Radio is one of the most accessible and flexible forms of mass communications, providing news, education, and entertainment to millions of people around the world. For radio phone-ins, the host, the dominant voice, invites listeners to ask questions, voice their opinions, and to have some small talk.
For food radio, listeners ask hosts cooking questions, but really so much more is shared.
Because of the dominance of voice and the explosion of food interest worldwide, food radio provides raw materials for which to cook up the linguistic and discursive methods of communicative competence and meaning production for a mass overhearing and largely remote audience, as well as the dynamics of interpersonal interaction within the intersection between public and private realms of communication.
With increasing digital audience and opportunities for experimentation with podcasting, terrestrial food radio has come a long way since the 1920s with Betty from “The Betty Crocker Cooking School of the Air,” Aunt Sammy, and other corporate cooking personalities that shared advice, sympathy, and recipes on air to an audience that were typically female. Yet, at other moments, food radio appears to have not changed at all.

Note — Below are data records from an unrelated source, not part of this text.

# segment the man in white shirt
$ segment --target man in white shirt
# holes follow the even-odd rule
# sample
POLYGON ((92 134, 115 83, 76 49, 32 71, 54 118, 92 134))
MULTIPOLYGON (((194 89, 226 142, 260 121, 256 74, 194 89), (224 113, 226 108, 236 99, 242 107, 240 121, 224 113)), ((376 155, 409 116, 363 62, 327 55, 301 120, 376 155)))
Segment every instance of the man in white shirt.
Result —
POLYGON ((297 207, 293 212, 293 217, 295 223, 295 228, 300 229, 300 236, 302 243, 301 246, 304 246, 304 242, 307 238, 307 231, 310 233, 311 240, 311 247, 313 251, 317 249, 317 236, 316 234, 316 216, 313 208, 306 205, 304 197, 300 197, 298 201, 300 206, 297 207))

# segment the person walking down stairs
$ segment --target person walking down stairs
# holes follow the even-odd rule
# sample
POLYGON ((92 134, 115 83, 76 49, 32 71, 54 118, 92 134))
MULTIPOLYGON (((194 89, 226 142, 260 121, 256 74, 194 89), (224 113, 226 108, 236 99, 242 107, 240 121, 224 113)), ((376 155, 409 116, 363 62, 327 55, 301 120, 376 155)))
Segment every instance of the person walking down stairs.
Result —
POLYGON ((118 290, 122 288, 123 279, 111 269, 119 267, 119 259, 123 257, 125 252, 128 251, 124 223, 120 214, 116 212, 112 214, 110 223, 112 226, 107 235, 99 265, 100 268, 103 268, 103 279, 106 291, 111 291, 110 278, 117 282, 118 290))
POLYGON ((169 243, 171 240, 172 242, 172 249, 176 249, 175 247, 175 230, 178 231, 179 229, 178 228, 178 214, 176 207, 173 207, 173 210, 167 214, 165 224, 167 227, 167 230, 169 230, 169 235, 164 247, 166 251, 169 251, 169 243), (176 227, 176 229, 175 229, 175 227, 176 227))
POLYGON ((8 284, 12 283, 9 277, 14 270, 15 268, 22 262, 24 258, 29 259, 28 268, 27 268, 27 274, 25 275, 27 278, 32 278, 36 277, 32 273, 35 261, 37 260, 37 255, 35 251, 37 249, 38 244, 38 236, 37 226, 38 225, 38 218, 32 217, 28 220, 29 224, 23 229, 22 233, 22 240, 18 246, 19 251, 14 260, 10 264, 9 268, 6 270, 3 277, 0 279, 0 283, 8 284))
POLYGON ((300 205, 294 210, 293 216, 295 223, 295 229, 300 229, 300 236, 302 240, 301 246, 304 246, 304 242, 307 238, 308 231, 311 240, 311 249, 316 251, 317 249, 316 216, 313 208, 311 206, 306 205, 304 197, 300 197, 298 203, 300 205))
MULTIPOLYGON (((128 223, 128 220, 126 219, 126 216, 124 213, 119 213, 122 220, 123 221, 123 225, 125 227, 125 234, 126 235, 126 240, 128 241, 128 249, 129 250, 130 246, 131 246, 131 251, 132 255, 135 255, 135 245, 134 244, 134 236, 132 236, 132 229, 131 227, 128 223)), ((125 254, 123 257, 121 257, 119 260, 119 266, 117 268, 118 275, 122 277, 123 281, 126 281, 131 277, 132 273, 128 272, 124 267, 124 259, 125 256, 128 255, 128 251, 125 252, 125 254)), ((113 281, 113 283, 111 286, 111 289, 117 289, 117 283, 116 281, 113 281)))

Before taking listeners’ calls, food radio show Milk Street host and former America’s Test Kitchen radio star, Christopher Kimball interviews leading guests in the food industry (e.g. Michael Pollen, Ziggy Marley, Nigella Lawson), conducts wine and food tastings, and later parries with contributor Dan Pashman on topics such as burgers of the future. Like Ira Glass of This American Life and a long line of male radio hosts, Kimball is an authoritative and entertaining figure. He offers familiar and reliable recipes based on scientific explanations while explaining to the audience that he has decided to offer something smarter for his chicken salad: “skip the mayo and ramp up the volume by taking a cue from Sichuan bang-bang-chicken salad; add chili oil, tahini, soy sauce, and sesame oil, cucumber and ginger” (Milk Street Radio “Sichuan Chicken Salad,” 2017).

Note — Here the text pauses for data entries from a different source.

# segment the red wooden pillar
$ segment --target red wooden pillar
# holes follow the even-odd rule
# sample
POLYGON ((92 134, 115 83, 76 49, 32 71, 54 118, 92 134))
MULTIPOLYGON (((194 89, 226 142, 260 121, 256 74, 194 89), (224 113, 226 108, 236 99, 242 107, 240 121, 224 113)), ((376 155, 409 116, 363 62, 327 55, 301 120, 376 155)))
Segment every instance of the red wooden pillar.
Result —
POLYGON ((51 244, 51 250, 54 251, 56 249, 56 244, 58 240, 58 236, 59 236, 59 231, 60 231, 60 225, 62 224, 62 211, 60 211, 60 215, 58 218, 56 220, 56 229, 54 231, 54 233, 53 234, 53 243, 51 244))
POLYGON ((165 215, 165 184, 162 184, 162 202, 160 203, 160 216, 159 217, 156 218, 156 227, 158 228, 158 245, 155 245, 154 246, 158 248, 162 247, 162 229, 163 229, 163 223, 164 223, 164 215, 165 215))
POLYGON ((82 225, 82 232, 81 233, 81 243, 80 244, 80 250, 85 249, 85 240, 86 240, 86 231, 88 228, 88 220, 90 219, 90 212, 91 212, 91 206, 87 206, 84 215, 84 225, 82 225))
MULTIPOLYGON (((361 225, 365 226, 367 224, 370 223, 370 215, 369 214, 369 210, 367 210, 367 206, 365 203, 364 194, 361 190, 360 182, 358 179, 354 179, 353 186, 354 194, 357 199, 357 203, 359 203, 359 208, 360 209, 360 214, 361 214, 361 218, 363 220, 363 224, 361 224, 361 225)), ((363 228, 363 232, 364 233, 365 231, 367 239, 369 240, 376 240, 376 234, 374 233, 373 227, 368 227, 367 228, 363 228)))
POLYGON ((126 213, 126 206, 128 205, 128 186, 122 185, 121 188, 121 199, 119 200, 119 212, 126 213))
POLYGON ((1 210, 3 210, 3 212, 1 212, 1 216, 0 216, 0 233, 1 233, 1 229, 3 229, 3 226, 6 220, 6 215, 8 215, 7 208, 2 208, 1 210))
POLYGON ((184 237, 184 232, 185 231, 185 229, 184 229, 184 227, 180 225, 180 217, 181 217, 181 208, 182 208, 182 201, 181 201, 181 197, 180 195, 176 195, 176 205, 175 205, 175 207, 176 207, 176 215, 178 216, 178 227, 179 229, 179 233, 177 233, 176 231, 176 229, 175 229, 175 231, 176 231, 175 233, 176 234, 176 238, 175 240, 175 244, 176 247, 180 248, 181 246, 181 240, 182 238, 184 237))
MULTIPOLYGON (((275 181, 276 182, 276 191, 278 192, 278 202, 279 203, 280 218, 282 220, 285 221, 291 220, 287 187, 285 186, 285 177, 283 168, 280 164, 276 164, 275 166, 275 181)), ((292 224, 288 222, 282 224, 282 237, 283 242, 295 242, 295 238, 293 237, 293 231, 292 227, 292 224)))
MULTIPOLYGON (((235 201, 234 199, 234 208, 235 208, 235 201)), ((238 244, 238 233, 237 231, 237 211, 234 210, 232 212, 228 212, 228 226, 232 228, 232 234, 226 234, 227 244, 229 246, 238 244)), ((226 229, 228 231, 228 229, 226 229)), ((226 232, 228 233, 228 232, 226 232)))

The mix of masculine culinary worldview and feminine tradition and home comfort (e.g. Bolognese in a slow cooker or a foolproof pie crust with vodka) on Milk Street radio reflects important assumptions about audiences and beliefs about gender, food, and the rewards of labor. Host Kimball’s approach reflects an era of intellectual and curious home cooks and foodies who prefer simpler, yet bolder recipes with global flavors.
Gender roles related to domestic tasks still exist; yet, today, American media, including cookbooks, magazines, cooking shows, and food radio programs, feature Dad in the kitchen (e.g. Food Network digital series “Cooking with Dad” 2017). If men are doing more work in the kitchen and women in the restaurant, our cultural ideals about what is and is not ‘doing gender’ might also be shifting.
The way cooking knowledge is divided and described on radio is important, for as sociology and gender studies scholars Candice West and Dan Zimmerman (1987) write, allocation of labor reflects social categories of “doing gender” and what it means to be “female” and “male” (p. 143). The Milk Street food radio is an important site that articulates discourses about cooking and gender, as it is a widely listened and respected channel devoted to instructing listeners about how to buy, prepare, and consume food. It is also part of the genre of media discourse that seeks to makeover the cooking and radio sphere. The Milk Street’s audience and profile increase steadily since its October 2016 launch, and as of August 4, 2017, the channel is broadcast on 41 public radio stations. Although the network’s core audience is in the United States, Milk Street’s episodes are also available worldwide, with listeners calling from Abu Dhabi to Tokyo to Sydney.
Radio about food is particularly insightful in exploring the long-held binary of professional-public-masculine and private-domestic-feminine, which has been the topic of recent scholarship on food and television. The American radio and podcast Milk Street Radio presents an interesting case where the male host (Christopher Kimball) is the expert in a female domain, the domestic kitchen; in an effort to resolve this potential threat of masculinity, a female guest and culinary expert (Sara Moulton) assists the main host in answering caller-in sessions. Although Kimball also answers questions, the respect and deference given to the female guest host illustrates prevailing norms of gendered stereotypes surrounding the home kitchen. In an era where the domestic labor is becoming more equal, stereotypical portrayals of women by the home stove still prevail.